Joseph asks: IMO, while I can’t doubt his NL West success, I don’t believe [Ian Kennedy] would be anywhere near the pitcher he was last season if he was on the Yankees in the AL East. He doesn’t have blow-me-away stuff and in my opinion, a lot came together last year for him. So, what’s your take? I don’t dive too heavily into advance stats, so my analysis is lacking.
We don’t even have to bring up his stuff or his command or anything like that. This applies to every pitcher ever: moving from the NL West to the AL East will cause your performance to suffer. It doesn’t matter if you’re Ian Kennedy, Tim Lincecum, Clayton Kershaw, or Pedro Martinez in his prime. It’s unavoidable. The lineups in the AL East are far better, there’s a DH instead of a pitcher batting, and the ballparks are much less forgiving. In terms of pitching environments, the AL East and NL West couldn’t be any more different.
Kennedy is no exception like I said, and in fact his numbers would probably take a bigger hit than most because he’s on the best team in the division and doesn’t have to face his own lineup. Since moving to Arizona, 145.2 of his 416 innings (35.0%) have come against the punchless Giants, Dodgers, and Padres. Replace those teams with the Red Sox, Blue Jays, and Rays, and he’d do worst. It’s just the way it is. IPK is a really, really good pitcher, but his performance would absolutely suffer if he was still in pinstripes.

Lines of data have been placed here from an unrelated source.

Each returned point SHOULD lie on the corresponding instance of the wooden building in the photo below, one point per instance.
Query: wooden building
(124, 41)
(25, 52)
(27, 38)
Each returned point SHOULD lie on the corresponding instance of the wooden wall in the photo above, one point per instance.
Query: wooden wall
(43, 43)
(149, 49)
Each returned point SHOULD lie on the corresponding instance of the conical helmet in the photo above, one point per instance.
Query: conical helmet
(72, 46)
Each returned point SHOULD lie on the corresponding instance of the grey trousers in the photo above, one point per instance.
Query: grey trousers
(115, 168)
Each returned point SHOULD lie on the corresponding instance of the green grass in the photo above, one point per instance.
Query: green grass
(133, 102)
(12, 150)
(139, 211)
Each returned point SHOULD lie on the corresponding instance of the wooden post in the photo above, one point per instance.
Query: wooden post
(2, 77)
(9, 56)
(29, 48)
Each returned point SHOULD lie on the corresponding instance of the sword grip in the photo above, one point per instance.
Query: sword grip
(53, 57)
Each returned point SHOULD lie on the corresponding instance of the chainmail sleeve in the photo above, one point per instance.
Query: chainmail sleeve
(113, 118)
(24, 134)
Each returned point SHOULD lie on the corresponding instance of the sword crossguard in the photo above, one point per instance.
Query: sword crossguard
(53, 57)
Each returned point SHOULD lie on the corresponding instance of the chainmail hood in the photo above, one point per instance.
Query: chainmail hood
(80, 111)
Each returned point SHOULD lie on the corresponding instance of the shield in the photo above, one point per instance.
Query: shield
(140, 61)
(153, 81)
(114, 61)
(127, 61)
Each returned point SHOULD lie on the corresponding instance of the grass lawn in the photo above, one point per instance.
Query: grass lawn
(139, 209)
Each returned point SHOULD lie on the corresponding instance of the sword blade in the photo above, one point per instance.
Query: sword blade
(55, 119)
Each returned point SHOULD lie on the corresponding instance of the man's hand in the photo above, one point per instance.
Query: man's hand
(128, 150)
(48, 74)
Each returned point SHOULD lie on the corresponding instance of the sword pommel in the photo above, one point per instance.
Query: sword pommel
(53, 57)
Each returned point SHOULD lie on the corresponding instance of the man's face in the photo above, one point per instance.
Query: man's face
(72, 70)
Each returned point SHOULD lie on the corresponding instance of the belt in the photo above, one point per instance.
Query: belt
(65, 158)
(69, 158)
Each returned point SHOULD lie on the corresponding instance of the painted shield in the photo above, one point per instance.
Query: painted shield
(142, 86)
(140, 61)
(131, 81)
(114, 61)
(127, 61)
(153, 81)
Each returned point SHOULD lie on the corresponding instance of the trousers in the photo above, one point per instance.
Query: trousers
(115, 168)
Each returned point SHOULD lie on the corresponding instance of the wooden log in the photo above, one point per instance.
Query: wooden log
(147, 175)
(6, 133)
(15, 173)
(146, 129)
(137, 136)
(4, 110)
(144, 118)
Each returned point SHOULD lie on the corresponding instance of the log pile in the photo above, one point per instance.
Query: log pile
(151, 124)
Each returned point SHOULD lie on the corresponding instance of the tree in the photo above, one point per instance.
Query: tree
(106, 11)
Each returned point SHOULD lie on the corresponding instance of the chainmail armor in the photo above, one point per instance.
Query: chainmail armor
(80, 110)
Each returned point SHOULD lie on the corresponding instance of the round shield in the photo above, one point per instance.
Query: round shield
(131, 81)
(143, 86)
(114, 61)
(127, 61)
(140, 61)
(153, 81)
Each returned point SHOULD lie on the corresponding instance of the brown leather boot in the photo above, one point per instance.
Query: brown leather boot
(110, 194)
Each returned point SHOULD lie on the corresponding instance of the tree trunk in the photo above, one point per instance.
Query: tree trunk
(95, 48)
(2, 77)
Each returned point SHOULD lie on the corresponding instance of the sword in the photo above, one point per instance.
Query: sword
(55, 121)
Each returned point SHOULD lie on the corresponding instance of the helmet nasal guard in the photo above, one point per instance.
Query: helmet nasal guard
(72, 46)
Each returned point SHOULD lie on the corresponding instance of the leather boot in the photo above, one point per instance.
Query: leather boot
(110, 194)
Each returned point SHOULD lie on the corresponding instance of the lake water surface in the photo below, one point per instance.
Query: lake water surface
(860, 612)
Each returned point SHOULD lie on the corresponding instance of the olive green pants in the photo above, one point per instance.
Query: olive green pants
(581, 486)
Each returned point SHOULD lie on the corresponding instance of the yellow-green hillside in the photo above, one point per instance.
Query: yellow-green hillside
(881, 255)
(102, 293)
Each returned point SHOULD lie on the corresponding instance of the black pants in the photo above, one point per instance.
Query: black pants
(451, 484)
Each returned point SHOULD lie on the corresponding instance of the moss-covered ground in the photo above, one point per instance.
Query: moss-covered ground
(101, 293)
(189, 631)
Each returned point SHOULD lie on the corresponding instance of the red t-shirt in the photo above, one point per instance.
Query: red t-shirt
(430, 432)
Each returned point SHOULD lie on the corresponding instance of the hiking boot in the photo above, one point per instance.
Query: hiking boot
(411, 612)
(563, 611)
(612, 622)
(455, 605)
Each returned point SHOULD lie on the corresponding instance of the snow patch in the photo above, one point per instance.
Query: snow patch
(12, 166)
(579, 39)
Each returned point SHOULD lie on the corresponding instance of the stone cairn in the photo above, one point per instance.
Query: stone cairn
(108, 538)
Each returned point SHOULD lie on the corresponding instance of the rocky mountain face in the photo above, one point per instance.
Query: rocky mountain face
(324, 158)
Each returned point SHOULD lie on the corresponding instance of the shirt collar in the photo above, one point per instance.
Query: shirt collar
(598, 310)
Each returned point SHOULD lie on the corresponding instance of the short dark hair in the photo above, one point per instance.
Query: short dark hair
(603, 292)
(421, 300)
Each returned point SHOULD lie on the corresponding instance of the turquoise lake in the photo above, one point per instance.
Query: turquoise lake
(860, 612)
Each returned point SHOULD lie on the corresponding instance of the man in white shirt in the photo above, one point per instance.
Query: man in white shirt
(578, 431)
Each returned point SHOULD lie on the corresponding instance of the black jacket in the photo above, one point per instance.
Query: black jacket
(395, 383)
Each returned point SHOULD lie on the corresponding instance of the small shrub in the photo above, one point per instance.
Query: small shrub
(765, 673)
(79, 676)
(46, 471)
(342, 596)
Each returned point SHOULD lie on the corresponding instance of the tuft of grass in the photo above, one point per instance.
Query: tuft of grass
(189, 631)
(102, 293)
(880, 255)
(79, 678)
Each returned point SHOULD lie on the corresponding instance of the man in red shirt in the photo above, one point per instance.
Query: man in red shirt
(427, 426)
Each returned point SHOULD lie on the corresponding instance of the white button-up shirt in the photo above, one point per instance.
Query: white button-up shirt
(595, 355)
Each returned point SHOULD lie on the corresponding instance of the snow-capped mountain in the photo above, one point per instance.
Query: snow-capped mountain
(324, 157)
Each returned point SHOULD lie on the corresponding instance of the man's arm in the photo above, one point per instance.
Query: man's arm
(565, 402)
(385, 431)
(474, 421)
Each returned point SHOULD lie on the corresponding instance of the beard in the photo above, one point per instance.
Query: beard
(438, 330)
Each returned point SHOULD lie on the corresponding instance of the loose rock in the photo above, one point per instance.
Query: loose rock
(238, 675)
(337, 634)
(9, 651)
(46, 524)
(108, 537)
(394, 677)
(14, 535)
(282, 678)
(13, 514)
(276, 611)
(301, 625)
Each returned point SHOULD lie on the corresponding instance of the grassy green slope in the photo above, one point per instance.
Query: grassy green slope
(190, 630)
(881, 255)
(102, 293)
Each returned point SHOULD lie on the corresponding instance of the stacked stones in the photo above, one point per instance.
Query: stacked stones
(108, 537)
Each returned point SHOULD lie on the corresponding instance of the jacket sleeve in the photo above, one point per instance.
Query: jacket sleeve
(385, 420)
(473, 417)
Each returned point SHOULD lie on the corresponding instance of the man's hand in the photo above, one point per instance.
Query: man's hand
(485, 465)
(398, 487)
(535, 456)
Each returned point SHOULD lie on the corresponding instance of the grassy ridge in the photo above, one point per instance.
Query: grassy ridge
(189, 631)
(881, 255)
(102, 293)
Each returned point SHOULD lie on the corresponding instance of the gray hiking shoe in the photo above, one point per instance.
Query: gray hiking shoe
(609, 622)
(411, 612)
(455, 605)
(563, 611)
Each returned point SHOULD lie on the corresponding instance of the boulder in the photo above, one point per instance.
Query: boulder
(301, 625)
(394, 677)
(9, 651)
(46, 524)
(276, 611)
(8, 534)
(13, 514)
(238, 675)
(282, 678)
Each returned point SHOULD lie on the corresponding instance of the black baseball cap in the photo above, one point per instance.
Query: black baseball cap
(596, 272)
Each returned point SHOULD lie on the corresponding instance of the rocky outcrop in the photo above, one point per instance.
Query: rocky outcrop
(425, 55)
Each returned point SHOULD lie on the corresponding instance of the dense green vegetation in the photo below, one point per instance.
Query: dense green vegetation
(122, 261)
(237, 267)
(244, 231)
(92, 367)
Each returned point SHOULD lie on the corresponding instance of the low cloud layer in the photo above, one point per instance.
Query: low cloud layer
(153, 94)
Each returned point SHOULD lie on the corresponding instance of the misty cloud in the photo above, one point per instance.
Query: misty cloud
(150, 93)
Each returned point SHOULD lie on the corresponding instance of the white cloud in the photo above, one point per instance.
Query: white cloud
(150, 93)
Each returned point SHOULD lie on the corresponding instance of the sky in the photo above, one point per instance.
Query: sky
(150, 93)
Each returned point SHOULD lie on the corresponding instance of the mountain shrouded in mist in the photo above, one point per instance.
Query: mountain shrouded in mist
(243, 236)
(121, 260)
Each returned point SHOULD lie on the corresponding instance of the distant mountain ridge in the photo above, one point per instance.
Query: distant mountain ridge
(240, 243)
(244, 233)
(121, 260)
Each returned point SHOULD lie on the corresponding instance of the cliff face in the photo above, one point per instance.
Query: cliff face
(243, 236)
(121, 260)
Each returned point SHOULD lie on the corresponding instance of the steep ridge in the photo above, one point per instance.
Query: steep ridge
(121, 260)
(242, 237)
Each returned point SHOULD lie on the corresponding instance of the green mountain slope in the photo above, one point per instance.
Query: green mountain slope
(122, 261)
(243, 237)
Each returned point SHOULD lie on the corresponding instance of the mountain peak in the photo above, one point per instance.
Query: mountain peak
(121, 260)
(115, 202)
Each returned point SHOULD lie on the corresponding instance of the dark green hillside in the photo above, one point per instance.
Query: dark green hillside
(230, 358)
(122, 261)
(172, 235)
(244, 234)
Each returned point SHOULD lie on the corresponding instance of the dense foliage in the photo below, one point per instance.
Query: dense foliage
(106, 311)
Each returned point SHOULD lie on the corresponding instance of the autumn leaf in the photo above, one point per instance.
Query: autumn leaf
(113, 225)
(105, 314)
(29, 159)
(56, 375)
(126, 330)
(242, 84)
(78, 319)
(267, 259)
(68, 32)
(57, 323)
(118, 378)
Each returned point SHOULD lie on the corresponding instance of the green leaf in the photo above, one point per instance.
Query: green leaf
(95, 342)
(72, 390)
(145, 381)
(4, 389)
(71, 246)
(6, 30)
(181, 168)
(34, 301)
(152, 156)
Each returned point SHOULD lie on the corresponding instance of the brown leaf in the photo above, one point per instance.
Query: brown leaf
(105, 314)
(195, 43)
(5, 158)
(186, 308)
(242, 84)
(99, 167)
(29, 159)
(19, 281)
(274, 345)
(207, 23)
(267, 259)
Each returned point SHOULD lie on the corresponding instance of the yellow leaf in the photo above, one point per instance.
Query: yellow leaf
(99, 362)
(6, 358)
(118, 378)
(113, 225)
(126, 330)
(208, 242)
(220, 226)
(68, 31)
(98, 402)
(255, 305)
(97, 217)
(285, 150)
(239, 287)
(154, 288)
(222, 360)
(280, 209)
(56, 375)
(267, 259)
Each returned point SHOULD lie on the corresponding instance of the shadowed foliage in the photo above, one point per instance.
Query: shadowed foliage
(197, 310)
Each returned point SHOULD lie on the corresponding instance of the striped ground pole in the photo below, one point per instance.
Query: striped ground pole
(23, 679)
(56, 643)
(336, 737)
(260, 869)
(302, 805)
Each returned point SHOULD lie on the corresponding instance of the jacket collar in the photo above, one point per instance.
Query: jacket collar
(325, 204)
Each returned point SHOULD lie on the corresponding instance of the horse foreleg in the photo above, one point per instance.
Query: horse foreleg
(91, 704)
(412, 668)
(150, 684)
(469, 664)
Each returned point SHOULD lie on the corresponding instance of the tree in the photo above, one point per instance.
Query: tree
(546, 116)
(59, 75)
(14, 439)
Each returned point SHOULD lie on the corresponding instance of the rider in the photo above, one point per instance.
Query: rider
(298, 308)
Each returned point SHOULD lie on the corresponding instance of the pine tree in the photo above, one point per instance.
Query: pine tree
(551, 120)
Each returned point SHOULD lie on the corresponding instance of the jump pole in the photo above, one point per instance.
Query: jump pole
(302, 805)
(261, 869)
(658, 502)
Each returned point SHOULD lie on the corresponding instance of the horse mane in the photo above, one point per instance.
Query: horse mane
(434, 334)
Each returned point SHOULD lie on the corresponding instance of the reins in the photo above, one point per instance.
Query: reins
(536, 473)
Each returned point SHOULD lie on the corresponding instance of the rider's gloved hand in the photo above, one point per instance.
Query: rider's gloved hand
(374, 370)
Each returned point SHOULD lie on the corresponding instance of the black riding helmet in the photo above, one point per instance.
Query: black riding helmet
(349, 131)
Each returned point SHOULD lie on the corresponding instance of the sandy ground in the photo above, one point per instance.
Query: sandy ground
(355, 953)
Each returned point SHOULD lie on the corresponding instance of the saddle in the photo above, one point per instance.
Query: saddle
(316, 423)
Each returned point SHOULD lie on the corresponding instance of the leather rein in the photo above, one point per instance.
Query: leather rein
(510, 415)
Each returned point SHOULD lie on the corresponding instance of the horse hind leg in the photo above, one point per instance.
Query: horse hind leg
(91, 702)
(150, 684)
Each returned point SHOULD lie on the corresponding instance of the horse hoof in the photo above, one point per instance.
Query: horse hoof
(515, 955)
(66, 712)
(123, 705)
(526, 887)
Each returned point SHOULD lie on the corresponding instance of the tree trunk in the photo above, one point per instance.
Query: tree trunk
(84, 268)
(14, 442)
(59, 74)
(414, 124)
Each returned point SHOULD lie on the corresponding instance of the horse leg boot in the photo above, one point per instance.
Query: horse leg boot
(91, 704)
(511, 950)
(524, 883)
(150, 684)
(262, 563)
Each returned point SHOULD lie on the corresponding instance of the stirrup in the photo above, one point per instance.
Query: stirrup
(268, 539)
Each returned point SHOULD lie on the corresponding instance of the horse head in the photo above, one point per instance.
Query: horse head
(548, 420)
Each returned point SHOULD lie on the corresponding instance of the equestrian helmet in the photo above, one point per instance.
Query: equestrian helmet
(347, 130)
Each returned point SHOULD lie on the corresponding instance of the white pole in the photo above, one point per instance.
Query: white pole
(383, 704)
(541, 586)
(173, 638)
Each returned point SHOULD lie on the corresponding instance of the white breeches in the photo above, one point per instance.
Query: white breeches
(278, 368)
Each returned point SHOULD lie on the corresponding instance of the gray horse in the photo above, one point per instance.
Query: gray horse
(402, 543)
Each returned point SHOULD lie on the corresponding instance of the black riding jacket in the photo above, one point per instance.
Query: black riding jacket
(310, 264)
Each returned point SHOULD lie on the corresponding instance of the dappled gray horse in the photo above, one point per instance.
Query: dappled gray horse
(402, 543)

Will asks: I feel as though big market/high payroll teams are being put in an disadvantaged spot by the draft process/new CBA. Now that there is a cap on the draft/international market I feel like it is unfair to winning teams. How else are those teams going to acquire talent besides free agency? Picking so late in the draft is already a disadvantage, now the new CBA and possible worldwide draft would really hurt teams like the Yanks. What do you think?
The spending restrictions put in place by the new Collective Bargaining Agreement hurt everyone, but they hurt good teams the most. The more you win, the less you have to spend on top amateur talent without hurting themselves in the future (by forfeiting picks or future spending money per the new rules). Instead of being rewarded for winning, you’re punished. Good teams like the Yankees will be stuck signing free agents to improve their roster long-term, unless they just completely out-scout and out-player develop everyone else. It sucks, but at least the Yankees have more money to use on free agents than any other team.